I’m too young to remember the September 11th terrorist attacks. From what I’ve been told, my mother, unlike the other parents, left me in class to finish out the day with the understanding that it was less safe at home than at school. Nonetheless, she was in shock from witnessing the attack on the Twin Towers and their subsequent reduction to mere rubble and ashes and ruins. She was glued to the television set for days, desperate to learn of who the culprits were, while my brother and I remained largely oblivious to the incident until we were ready to hear about it.
I bring up 9/11 not only because I don’t know how I would’ve reacted to seeing something so monumentally disturbing unfold before my very eyes at this age, but because it aligns with a dream I experienced three weeks ago.
In the dream, my parents were driving me to work. Along the way, we encountered a roadblock where multiple firefighters, police officers, and paramedics were responding to an unidentified emergency situation. I recall, quite vividly, peeking out of my right window and seeing broken shards of glass littered across the street and a wrecked, early-2000s sports car, hinting that an accident had just taken place. Upon further examination, I spotted a bloodied, mangled corpse lying on the ground. Then, my stomach churned. Blood rushed from my brain to my bodily extremities. And I woke up. The aftermath of the car accident of which I had been an observer was something more real than real but, paradoxically, less real than real. It was something uncanny. Something visceral.
The word “visceral” is my favorite word in the English language. It describes anything that arouses very primitive, low-level emotions unbound by logic or reason. It is the adjectival version of “viscera,” another word used to collectively describe large internal organs and, more informally, the bowels and intestines. In this way, to perceive something visceral is to feel it “in your gut,” only to have it work its way upward to the logic-processing centers of your brain. (To be clear, this gut feeling is modulated by what is known as the enteric nervous system, the intermediary between the brain and central nervous system that exchanges information relating to stress, hunger, sexual desire, and other functions.)
Now, do me a favor for a moment. Put yourself in the shoes of a typical New Yorker on his way to a run-of-the-mill but important business meeting. He grabs his morning cup of joe, his briefcase in one hand and coffee mug in the other, and takes a brisk stroll past the park and to the city block when, all of a sudden, a plane comes out of nowhere and collides with what was an American economic powerhouse just seconds ago.
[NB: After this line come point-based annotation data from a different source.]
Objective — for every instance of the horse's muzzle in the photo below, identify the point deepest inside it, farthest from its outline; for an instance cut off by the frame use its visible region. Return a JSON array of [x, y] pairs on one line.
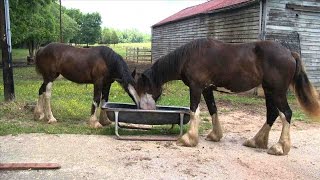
[[147, 102]]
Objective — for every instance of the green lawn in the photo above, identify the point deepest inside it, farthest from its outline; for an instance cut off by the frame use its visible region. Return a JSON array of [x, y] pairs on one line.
[[20, 55]]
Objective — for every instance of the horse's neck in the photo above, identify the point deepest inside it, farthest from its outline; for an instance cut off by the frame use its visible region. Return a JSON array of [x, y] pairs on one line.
[[165, 74]]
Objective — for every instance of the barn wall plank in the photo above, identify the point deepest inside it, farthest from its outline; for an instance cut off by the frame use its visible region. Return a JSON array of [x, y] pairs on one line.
[[282, 21]]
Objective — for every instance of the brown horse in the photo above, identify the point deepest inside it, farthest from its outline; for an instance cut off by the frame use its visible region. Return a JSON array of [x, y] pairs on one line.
[[99, 66], [207, 64]]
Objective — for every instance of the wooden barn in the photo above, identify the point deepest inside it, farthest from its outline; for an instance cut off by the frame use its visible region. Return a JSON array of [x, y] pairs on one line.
[[294, 23]]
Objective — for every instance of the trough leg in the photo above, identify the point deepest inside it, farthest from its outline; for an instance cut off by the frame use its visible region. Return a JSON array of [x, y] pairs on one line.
[[38, 110], [93, 122], [103, 118]]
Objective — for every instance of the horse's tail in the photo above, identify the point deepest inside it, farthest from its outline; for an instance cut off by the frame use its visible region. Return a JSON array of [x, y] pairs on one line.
[[307, 95]]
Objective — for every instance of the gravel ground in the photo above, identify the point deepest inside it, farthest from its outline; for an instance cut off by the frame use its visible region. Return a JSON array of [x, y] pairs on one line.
[[104, 157]]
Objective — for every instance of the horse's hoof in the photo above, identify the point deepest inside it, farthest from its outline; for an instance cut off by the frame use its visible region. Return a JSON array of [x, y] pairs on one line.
[[95, 125], [279, 149], [105, 122], [212, 136], [254, 144], [250, 143], [52, 120], [188, 140]]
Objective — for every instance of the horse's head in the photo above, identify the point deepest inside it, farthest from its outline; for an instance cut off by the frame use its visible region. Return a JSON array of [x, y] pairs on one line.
[[148, 91]]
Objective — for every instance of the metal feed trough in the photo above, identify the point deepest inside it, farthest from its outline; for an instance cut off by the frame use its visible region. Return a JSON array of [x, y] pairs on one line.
[[128, 113]]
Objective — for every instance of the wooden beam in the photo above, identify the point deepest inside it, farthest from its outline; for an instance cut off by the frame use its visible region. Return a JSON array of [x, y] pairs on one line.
[[302, 7], [27, 166]]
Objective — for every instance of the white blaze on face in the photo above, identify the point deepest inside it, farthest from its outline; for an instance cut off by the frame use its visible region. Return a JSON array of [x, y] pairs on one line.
[[147, 102], [134, 93]]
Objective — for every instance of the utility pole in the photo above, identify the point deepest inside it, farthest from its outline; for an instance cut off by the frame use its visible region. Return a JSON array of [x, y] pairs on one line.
[[61, 38], [5, 42]]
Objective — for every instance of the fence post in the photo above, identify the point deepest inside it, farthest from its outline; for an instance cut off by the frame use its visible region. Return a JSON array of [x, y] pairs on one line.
[[126, 53], [137, 55]]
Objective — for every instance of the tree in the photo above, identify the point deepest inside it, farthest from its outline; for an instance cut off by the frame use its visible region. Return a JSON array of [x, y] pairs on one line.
[[32, 22], [114, 38], [77, 16], [90, 28], [106, 36]]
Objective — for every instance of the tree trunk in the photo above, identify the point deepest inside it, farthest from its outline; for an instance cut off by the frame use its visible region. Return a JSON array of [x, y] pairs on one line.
[[32, 46]]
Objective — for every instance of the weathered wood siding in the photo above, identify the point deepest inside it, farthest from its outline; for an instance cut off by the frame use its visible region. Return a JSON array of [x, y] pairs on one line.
[[236, 26], [297, 29], [168, 37]]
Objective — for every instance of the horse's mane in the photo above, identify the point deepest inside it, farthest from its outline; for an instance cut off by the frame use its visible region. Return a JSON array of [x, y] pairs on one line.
[[120, 68], [168, 67]]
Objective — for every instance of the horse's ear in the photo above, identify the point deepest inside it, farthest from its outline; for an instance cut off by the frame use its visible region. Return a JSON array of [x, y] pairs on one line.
[[134, 72]]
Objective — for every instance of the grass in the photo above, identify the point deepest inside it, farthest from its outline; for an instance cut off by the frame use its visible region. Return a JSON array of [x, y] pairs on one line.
[[71, 104], [18, 55]]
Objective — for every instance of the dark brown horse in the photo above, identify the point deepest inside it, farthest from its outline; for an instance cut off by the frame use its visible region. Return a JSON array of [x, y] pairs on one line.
[[99, 66], [207, 64]]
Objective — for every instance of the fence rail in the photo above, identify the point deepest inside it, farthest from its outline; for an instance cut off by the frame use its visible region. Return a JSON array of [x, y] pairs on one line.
[[138, 54]]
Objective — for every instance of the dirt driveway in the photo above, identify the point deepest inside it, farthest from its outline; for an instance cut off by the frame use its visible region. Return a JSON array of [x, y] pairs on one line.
[[103, 157]]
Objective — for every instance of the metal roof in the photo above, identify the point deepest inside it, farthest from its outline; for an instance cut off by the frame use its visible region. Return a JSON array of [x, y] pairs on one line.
[[201, 9]]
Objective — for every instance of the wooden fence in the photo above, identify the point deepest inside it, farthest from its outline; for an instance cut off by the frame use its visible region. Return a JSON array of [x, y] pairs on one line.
[[138, 54]]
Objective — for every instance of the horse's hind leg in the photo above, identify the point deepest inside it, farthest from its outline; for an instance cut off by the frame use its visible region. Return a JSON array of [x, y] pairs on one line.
[[191, 138], [103, 119], [45, 92], [284, 144], [260, 140], [93, 122], [216, 132], [39, 111]]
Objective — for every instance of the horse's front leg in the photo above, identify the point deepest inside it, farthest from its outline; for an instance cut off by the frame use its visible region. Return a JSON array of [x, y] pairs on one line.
[[191, 138], [46, 96], [103, 119], [216, 132], [93, 122]]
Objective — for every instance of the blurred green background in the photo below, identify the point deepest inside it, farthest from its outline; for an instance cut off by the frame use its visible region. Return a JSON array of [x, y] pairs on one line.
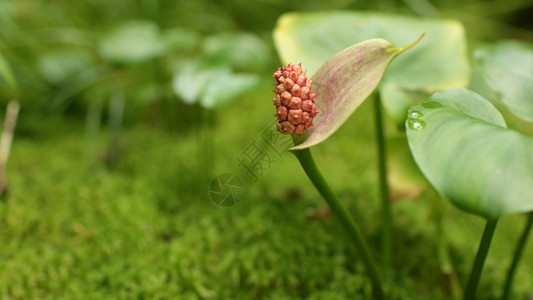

At first, it looks cartoony to him, almost as if the sight of the plane colliding with the tower bent and twisted his very conception of the reality in which he inhabits, or used to inhabit. But then, some thoughts occur to him: What if my colleagues were in there? Are my children safe? Where are my children right now, anyway? Where did that plane come from? What is happening right now?!!
That said, the businessman’s thoughts that dripped with those elemental feelings of fear, terror, anxiety, paranoia, shock, and confusion emanated from the very simple but very disorienting experience of watching the initial plane collide with one of the Twin Towers. Moreover, they mobilized him to fight or flee from the scene and, if he’s resourceful enough, deliberate about saving unsuspecting passersby caught in the middle of the chaos. This step-by-step psychophysiological process is consistent with the James-Lange theory of emotion, which states that feeling only proceeds, but does not precede, perceiving. So, I don’t realize that I’m fearful or confused or in shock until after my brain has perceived a fearful, confusing, or shocking stimulus – in this case, a plane crashing into a tower. But what does this mean for you?
I’m sure that you can relate to that pit in your stomach you get from witnessing something whose emotional potency well exceeds your capacity for logical reasoning (like 9/11). It’s the same feeling you get when your boss calls you into his office to tell you to pack up your things, go home, and never return. But it’s also the same feeling you get when that cute coworker, whom you’ve been crushing on for months, agrees to go on a date with you. Thus, this feeling, whatever it is, does not “bullsh*t around” — it tells you exactly what you need to know without having to fruitlessly speculate upon its logical dimensions.
Listen to your gut when it speaks up. Because it can tell you a lot about what you cannot always intuit.